Scroll down your Facebook news updates, and you may see that many users have superimposed the words “Nation, Religion, King” on their profile pictures.
There’s a trend of affirmation by many Facebook users in their loyalty to the Thai kingdom’s three pillars, as represented in the national flag’s tri-color.
Red for the country. White for religion. Blue for the king.
This affirmation has also been picked up by the pro-government movement, raising their version of the three-finger salute to represent the three pillars.
They raise the middle, ring, and pinky fingers. In contrast, pro-democracy protestors give The Hunger Games salute of the index, middle, and ring fingers.
But what do the three pillars mean?
The democratic interpretation
If we were to decipher the meaning based on the democratic concept, it’s straightforward.
The country is a piece of land on which 69 million people live. Together, 69 million is Thailand, and Thailand is 69 million. It doesn’t matter the race, creed, breed, or political affiliation.
Traditionally, religion is Buddhism. But officially, all practicing religions in Thailand are recognized.
The kingship represents the government system of constitutional monarchy. In this system, the elected civilian government manages the country, while the king acts as the state’s symbolic head.

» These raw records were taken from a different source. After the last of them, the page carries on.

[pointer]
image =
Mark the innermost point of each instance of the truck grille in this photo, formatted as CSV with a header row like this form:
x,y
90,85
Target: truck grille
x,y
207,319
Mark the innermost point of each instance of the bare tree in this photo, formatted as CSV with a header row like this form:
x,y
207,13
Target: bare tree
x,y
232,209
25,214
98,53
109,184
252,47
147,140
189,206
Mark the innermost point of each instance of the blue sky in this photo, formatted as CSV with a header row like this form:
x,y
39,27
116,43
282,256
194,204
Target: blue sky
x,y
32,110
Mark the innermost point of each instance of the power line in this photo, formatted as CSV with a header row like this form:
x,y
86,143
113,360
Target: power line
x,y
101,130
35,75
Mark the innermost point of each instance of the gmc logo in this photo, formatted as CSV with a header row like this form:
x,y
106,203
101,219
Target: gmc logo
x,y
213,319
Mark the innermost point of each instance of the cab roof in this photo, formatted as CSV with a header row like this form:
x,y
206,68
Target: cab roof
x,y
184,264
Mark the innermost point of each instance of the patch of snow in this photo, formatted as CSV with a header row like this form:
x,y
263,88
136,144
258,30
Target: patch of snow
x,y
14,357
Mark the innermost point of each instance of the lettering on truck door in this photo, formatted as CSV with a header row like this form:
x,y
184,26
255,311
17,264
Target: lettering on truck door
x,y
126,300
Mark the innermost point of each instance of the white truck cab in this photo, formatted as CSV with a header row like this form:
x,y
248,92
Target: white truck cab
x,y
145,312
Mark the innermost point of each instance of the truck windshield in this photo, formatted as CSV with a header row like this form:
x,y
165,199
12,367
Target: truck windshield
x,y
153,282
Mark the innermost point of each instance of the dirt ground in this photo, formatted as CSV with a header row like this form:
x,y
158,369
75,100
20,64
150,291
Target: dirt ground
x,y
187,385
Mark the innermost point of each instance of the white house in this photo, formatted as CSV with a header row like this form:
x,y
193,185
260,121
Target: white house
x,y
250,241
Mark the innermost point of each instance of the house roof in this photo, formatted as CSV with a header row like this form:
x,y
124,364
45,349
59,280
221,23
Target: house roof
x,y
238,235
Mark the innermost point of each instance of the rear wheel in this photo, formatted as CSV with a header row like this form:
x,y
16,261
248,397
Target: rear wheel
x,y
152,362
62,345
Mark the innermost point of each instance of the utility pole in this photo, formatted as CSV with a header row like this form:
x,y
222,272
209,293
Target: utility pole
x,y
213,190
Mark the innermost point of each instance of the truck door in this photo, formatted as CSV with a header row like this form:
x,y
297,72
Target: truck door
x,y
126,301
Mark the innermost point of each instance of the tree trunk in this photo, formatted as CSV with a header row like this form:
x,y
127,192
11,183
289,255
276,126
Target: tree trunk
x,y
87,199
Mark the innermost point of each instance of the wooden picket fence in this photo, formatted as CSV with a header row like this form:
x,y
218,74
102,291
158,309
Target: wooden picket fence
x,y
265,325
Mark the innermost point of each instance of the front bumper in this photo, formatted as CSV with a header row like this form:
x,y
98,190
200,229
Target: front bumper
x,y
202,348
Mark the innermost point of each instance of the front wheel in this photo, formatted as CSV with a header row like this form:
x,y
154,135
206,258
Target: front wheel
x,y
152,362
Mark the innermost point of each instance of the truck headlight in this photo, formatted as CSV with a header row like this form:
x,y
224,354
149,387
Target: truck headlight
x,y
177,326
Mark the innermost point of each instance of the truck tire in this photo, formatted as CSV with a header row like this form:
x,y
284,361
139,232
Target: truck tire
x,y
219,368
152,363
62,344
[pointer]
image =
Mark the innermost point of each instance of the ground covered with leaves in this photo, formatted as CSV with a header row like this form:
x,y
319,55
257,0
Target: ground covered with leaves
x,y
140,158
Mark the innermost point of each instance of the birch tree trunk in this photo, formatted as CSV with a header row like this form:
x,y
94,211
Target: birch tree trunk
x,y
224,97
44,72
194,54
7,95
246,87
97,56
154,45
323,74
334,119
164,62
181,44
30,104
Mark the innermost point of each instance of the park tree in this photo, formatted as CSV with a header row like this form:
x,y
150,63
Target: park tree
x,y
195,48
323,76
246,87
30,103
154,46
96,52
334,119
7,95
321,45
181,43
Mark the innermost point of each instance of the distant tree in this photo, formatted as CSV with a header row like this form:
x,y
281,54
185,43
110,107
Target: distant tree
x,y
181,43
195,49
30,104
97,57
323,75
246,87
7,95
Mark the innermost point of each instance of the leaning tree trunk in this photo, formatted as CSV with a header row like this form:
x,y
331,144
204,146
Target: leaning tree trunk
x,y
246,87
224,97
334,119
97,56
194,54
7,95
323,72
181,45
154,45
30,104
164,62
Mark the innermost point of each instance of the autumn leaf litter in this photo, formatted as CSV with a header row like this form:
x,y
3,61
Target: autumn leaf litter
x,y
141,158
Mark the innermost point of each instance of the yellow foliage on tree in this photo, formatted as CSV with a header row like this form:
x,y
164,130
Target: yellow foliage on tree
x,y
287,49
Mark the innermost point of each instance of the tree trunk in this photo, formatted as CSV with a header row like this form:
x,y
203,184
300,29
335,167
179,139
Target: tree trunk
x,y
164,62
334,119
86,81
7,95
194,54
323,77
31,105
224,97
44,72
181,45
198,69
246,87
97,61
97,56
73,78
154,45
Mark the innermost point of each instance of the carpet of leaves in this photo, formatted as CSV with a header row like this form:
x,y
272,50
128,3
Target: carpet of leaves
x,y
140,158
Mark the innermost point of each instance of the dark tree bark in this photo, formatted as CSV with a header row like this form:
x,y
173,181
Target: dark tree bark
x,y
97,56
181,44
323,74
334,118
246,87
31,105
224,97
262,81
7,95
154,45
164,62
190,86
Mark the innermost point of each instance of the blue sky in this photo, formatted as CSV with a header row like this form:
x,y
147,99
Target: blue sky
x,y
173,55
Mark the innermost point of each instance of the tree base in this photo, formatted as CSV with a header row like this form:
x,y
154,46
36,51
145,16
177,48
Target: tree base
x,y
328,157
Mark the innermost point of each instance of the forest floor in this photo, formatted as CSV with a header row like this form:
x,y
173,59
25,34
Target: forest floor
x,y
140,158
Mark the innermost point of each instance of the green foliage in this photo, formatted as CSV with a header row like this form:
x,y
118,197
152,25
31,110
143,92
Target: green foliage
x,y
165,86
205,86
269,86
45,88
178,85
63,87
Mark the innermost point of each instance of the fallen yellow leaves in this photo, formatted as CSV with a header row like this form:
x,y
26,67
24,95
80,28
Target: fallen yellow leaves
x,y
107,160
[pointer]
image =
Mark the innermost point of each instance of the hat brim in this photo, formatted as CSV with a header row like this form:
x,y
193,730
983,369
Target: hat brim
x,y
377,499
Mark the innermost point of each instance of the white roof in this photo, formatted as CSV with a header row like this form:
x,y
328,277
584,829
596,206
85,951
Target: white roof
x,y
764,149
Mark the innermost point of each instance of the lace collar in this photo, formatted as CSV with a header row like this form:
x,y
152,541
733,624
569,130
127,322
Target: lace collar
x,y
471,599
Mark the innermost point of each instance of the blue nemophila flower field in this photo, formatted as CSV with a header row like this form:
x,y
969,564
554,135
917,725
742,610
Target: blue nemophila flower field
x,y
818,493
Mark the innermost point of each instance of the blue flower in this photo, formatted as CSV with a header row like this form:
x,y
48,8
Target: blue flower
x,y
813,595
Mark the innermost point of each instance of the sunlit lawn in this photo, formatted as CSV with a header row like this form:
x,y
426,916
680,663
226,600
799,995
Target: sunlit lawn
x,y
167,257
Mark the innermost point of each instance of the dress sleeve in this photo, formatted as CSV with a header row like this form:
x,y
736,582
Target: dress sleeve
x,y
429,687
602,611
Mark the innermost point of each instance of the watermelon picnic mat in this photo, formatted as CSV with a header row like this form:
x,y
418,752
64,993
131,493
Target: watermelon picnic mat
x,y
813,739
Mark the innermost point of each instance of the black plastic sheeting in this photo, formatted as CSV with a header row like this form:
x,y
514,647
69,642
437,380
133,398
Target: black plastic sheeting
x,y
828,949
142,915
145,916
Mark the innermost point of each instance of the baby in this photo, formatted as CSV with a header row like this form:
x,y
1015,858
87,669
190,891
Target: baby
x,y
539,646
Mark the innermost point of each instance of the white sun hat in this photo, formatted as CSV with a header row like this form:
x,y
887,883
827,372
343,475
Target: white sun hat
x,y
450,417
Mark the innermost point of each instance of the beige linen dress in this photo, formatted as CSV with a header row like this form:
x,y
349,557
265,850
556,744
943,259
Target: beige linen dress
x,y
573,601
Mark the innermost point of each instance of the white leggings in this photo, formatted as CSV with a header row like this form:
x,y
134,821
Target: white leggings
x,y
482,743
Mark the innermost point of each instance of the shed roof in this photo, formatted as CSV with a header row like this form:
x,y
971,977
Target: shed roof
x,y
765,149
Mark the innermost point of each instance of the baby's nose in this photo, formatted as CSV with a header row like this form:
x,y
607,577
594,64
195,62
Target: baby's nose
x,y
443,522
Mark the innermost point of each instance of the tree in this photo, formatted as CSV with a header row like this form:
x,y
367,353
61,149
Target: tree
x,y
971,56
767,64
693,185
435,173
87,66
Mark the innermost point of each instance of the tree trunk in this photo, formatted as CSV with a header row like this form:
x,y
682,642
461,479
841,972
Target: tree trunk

The traditional interpretation
Historically, the Theravada Buddhist tradition’s foundation imported from India and Sri Lanka formed the Thai social structure. Ours was similar to Laos’ and Cambodia’s in the past until colonialism and communism changed their societies’ fabric.
In this tradition, the king is the earthly incarnation of the Lord Buddha. Rather than descending to nirvana, he chose to remain in the earthly realm to be “father to the land” and “father to his children.”
Hence, we witness Thais today referring to the country as “belonging to the father” and that those who “do not love the father must get out.”
As well, we see the notion that the people “are allowed to live here by the kindness and generosity of the father, and hence the people owe gratitude and loyalty.”
Based on the traditional interpretation of Thailand’s three pillars, these beliefs are correct.
Red: It may take a group of people to make a country, but those people and the land they live in belong to the king.
White: The religion is the king, as the king is the Lord Buddha’s earthly incarnation.
Blue: The king is the king.
Hence, the tri-color of the Thai national flag represents Thailand’s kingship.